So here’s why to hire an SEO agency:

  • SEO is too important to ignore, the stats on SEO’s returns prove it.
  • SEO companies offer more expertise with pro-strategies.
  • You can directly grow sales/revenue and not just
  • A good agency can offer SEO case studies based on experience with companies just like yours.
  • You can garner data/analytics to fine-tune all areas of your business and to improve multi-channel marketing.
  • Get long-term help to improve technical/advanced SEO.
  • They’ll have proprietary digital marketing software.
  • Get peace of mind with full account management, communication, and liaison services.
  • Regular reporting on site performance, ranking growth, traffic, click-through-rate (CTR), etc.
  • You’ll get fully customized meta title-tags for brand relevant search keywords.
  • You get meta description optimization for better CTR.
  • They can perform anchor text analysis and optimization.
  • Fully optimized content with keyword targeting and density.
  • You’ll get constant monitoring for site problems, errors, and algorithm penalties.

 

The reason why hiring an SEO agency is so important is that they can help businesses optimize for the most important search ranking signals.
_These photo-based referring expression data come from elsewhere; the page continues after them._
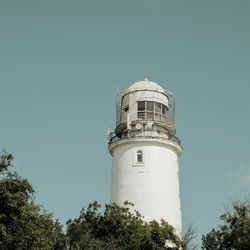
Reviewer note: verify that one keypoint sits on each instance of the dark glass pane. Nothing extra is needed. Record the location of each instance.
(158, 107)
(164, 118)
(164, 109)
(150, 115)
(139, 156)
(141, 106)
(150, 106)
(141, 115)
(157, 117)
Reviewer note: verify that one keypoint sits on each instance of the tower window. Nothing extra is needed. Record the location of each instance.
(139, 156)
(126, 108)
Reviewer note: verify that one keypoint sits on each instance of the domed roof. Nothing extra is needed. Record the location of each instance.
(144, 85)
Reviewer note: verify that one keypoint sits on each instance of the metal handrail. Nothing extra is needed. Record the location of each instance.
(116, 138)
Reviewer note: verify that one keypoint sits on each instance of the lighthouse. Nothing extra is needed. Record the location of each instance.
(145, 153)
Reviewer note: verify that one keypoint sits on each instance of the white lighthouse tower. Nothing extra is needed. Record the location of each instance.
(145, 153)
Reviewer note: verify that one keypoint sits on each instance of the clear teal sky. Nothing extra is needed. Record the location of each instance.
(61, 63)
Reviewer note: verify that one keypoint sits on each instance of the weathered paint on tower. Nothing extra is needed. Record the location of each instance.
(145, 153)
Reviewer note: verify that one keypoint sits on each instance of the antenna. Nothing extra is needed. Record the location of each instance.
(146, 72)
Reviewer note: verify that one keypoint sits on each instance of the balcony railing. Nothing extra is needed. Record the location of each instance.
(115, 138)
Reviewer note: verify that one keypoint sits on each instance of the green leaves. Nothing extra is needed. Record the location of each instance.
(234, 233)
(24, 225)
(117, 228)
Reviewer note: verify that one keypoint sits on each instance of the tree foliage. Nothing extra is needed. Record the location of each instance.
(118, 228)
(24, 225)
(234, 233)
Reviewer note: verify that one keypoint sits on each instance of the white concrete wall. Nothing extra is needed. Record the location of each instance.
(153, 186)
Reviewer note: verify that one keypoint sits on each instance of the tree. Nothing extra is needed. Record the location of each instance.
(118, 228)
(234, 233)
(24, 225)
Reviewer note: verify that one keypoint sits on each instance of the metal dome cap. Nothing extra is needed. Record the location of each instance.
(144, 85)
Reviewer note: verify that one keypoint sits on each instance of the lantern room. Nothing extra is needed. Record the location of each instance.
(145, 106)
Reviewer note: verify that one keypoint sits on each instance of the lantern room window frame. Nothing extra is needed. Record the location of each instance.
(151, 111)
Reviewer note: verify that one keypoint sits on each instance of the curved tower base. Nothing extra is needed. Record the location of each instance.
(152, 184)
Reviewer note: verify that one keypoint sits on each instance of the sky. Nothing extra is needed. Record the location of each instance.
(61, 63)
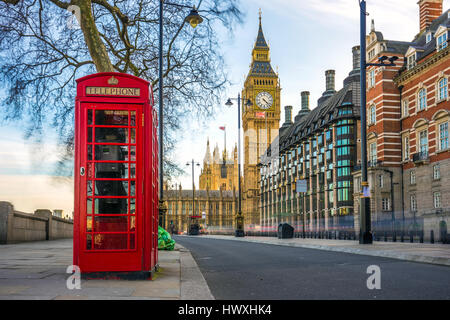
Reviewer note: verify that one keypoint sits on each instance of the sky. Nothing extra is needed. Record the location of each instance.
(306, 37)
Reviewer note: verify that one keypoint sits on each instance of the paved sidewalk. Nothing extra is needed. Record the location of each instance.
(417, 252)
(37, 270)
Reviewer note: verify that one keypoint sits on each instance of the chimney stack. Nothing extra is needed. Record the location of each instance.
(288, 114)
(429, 10)
(305, 100)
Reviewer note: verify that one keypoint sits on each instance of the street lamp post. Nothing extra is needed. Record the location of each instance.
(193, 191)
(239, 232)
(365, 234)
(193, 19)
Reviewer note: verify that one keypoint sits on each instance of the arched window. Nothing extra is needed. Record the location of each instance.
(422, 98)
(442, 89)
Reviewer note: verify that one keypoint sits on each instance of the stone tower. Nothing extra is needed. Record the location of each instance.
(260, 122)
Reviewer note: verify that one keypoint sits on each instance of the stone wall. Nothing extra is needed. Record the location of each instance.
(18, 226)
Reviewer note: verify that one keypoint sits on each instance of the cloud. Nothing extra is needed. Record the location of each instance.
(28, 193)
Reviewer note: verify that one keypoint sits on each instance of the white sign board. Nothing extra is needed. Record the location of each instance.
(301, 186)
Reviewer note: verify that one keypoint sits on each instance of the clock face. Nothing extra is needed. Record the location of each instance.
(264, 100)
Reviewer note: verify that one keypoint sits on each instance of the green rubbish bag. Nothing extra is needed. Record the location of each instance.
(165, 241)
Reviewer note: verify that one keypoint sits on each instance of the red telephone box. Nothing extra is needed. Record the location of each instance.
(116, 177)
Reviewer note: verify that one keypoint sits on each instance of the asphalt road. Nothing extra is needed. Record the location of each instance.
(242, 270)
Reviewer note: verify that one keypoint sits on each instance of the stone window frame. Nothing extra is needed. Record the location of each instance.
(381, 181)
(438, 88)
(386, 204)
(436, 172)
(372, 114)
(444, 43)
(437, 200)
(371, 78)
(405, 112)
(411, 61)
(421, 125)
(412, 177)
(418, 141)
(419, 99)
(405, 147)
(413, 202)
(371, 156)
(441, 117)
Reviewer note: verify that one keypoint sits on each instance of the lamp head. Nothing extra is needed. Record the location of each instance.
(194, 19)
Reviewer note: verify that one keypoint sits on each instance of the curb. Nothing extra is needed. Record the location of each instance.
(375, 253)
(193, 284)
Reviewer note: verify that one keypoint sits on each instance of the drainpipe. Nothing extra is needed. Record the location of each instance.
(391, 178)
(401, 169)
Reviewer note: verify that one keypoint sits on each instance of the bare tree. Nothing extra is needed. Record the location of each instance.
(42, 52)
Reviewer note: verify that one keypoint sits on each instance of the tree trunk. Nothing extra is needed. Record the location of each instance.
(94, 43)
There are a lot of ranking signals used by search engines like Google or Bing – but some are more important than others.

 

SEO Agency Pro Strategies & Expertise

Plain and simple: an agency that specializes in search optimization is going to know better than you about what to get right. Because of its massive ROI we already know why SEO is important for your business. But where do you even start?

SEO is such a fast-evolving industry. SEO experts will be able to exploit the best tools, resources, and strategies to keep up with the changing landscape of SEO.

Plus, search engines like Google and Bing are constantly rolling out new updates which sometimes leave businesses struggling to keep up. In 2020 alone Google released 12 major updates to their search system, and those were just the big ones. They normally implement small adjustments to their algorithm dozens of times a month. SEO experts can keep up with fast evolving industry changes, new platforms, and wily competitors!

 

Turn Traffic Directly Into Actual SALES

Here’s maybe the main reason why you need an SEO agency now. Sales and revenue!

By performing keyword research that focuses on industry language and searcher behavior, SEO agencies and digital marketing companies are able to focus on bringing in the right kind of traffic.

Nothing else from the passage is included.